As we’re stepping away from a difficult year, it’s important for businesses to ensure they understand all the potential merchant fees that could be unnecessarily eating away profits. A common complication is that most of these fees can be considered convoluted, simply veiled as beneficial to the merchant with no specification.
We’ve developed some important insights into the most common fees found with payment processing, and how Bespoke Merchant Solutions can help reduce risk for 2022.
1. PCI Compliance
In simple terms: PCI-DSS compliance is a security measure ensuring customer data protection through a rigorous set of standards. Being either compliant or non-compliant can introduce potentially unnecessary fees.
There are many discrepancies surrounding fees regarding PCI compliance and non-compliance, this is because exact amounts for fees depends on the processor themselves. Visa and Mastercard do not charge businesses themselves, but rather is a varying fee that generates revenue for the payment processor.
The amount of the fee can depend on the circumstances, for non-compliance, in a monthly spread, it can rack up to £100 a month. However, a data breach can induce a hefty fee under investigation if you’re found to be non-compliant. Not only this, but it has significant implications for your brand reputation and potential legal costs.
On top of this, becoming PCI-compliant can be a costly and lengthy process that can often leave businesses in a vulnerable position when starting up.
2. Monthly Minimum Fees
Minimum Monthly Charges (MMC) are not necessarily a fee, but rather a benchmark or monthly quota given by the payment processor. If the business fails to meet this quota, then they’ll need to pay back out of their own pocket.

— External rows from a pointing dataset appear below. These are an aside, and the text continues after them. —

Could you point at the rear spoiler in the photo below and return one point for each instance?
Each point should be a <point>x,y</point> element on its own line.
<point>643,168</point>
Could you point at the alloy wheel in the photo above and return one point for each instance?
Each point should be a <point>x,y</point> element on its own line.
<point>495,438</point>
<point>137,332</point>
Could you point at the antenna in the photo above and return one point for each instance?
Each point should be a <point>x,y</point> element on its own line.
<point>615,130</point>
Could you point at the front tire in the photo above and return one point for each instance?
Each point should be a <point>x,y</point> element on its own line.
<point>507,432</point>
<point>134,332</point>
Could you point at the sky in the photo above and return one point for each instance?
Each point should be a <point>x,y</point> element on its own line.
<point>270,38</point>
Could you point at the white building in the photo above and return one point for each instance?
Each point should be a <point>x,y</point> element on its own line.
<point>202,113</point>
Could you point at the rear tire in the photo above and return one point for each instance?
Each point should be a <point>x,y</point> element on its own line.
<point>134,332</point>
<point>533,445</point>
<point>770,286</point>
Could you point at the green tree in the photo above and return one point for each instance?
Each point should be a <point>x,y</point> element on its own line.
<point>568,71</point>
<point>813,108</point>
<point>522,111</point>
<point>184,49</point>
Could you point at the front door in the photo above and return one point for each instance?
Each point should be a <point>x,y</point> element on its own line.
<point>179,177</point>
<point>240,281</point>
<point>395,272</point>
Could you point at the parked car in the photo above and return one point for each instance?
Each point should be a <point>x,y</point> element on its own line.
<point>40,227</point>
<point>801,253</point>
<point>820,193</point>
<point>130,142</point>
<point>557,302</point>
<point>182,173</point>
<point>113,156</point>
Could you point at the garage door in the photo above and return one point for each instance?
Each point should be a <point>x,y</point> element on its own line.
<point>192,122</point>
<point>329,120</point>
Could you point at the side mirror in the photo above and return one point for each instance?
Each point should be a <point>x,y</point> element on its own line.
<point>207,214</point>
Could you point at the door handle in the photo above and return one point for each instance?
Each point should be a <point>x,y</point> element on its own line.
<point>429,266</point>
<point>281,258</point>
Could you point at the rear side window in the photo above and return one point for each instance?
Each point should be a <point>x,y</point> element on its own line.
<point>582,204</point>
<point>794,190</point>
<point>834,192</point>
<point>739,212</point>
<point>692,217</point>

The issue here is that it places unnecessary pressure on smaller businesses to meet a monthly quota of transaction rates, regardless of whether it has been a slow month for revenue. In other words, let’s say a business generates revenue of £3000 within a month, and this measures out to £35 in processing fees from all transactions, if they do not meet a £40 quota, they’ll have to pay that themselves.
MMC’s are often justified by suggesting it funds all the services offered by the payment processor. However, it should not be at the expense of business performance.
3. Chargeback Process
A chargeback is simply a refund that it’s issued from the consumer directly to the bank, eliminating much of the middle-man communication with the merchant.
Processing a chargeback can build some serious financial costs which can be broken down by the following:
- Transaction fees: when it comes to payment processing transaction rates, if the purchase results in a chargeback, that’s your revenue wasted.
- Marketing: when sales become chargebacks, this can often result in hurting your marketing process and budget
- Base Chargeback fee: there is an understood base penalty fee from your bank – usually anywhere from 15 to 40%
Dealing with chargebacks can often leave businesses vulnerable and can derail business plans in the long run when the budget stretches thin.
4. What BMS Can Do?
Avoiding unnecessary charges is vital for smaller businesses to gain footing in 2022.
PCI Compliance has been streamlined and is handled by our Account Managers with any new contract. We do not impose a monthly fee for our additional services nor set a benchmark to reach. Finally, if a merchant comes to us with a chargeback situation, our team can conduct a free investigation into the claim and be supportive during the complicated process.